The Supplement Myth

‘There is no need to take dietary supplements, as we get all the nutrients we need in food’. I hear this all the time, usually from overpaid health care professionals in the mainstream media, who generally have no clue what they are talking about. Their unsubstantiated claims are not however supported by the huge number of studies in the research literature that show many people around the World do not get anywhere near the nutrients they need from food. If you think about it, why do around half a million children in developing countries develop vitamin A deficiencies and go blind, if we ‘get all the nutrients we need in food’? Clearly, we do not, unless childhood blindness is not classed as important these days. Oh, and most of these children then die within a year, something that could be prevented with a simple, cheap vitamin A tablet costing a few pence. Add in pellagra, scurvy and beriberi and you have a serious need for dietary supplements in the developing World.

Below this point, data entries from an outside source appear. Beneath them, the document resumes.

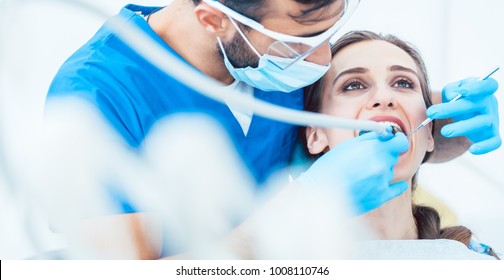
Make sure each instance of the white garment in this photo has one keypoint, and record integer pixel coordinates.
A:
(242, 115)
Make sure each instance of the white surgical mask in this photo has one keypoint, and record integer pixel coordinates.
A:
(270, 77)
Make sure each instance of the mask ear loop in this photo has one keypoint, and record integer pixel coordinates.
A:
(244, 37)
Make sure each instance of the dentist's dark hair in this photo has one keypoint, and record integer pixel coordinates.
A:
(257, 9)
(427, 219)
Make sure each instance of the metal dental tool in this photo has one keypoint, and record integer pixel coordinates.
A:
(428, 120)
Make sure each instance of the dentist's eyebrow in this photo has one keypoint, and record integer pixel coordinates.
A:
(356, 70)
(405, 69)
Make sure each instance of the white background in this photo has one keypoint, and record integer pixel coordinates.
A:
(458, 39)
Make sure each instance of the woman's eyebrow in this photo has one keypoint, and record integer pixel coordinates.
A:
(356, 70)
(405, 69)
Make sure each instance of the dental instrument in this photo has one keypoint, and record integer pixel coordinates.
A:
(428, 120)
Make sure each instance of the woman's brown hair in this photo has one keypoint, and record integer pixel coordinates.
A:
(427, 219)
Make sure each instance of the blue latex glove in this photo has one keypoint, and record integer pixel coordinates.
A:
(365, 166)
(475, 115)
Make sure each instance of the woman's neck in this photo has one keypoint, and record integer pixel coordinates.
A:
(393, 220)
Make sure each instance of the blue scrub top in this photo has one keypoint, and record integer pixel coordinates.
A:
(133, 95)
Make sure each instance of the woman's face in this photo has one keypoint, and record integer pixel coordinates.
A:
(375, 80)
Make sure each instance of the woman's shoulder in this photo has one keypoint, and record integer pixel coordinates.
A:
(482, 248)
(436, 249)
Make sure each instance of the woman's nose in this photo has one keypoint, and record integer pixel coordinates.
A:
(321, 56)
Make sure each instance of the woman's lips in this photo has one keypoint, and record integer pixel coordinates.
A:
(391, 119)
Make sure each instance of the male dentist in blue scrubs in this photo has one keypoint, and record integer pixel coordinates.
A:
(241, 43)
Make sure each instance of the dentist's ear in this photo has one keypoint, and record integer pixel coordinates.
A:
(430, 140)
(213, 20)
(316, 140)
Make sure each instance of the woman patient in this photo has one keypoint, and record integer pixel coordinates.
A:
(382, 78)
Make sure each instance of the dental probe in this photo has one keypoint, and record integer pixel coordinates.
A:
(428, 120)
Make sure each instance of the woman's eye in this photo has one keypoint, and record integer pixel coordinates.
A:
(403, 83)
(354, 85)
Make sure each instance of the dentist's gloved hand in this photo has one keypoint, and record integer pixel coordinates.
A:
(364, 166)
(475, 115)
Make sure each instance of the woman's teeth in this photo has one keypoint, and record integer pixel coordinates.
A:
(395, 128)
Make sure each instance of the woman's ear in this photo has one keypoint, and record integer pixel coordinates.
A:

There is also a huge body of research that shows that developed nations have a massive epidemic of disease caused by insufficient nutrient intakes. The abundance of food ensures that the classical nutrient deficiencies are rare. But much of the typical Western diet is overly processed and devoid of any meaningful nutritional value. Consumption of this food produces subtle, sub-clinical deficiencies that take decades to manifest in degenerative diseases such as diabetes, cardiovascular disease, cancer and arthritis. A paper published in the American Journal of Clinical Nutrition in 19901 measured the mineral content of foods consumed by ten males in the United States and found that the percentage of diets containing less than the RDA for the various minerals were manganese 50%, copper 40%, zinc 87%, iron 37%, magnesium 37% and calcium 47%. Obviously these men were ‘not getting the nutrients they needed from food’.

Then there is the selenium deficient soil that results in increased risk of various types of cancer in certain provinces in China. Research has shown that those with the highest intakes of selenium have the lowest risk of cancer2. And guess what? The cancer rates fall when the people living in those areas take selenium tablets3. The true scale of the selenium deficiency problem in the West was demonstrated by research4 which showed that supplementing people with 200µg of selenium resulted in a 50% fall in morbidity and mortality from cancer. Can you argue that the people who died from cancer because they did not receive selenium supplements did not need supplements because ‘they got all the nutrients they need in food’? Apparently some people do, illogical as it may seem. What about the population of New Zealand who have low selenium intakes because of selenium deficient soils5? Again, supplements raise their selenium levels from below the recommended level, to above it.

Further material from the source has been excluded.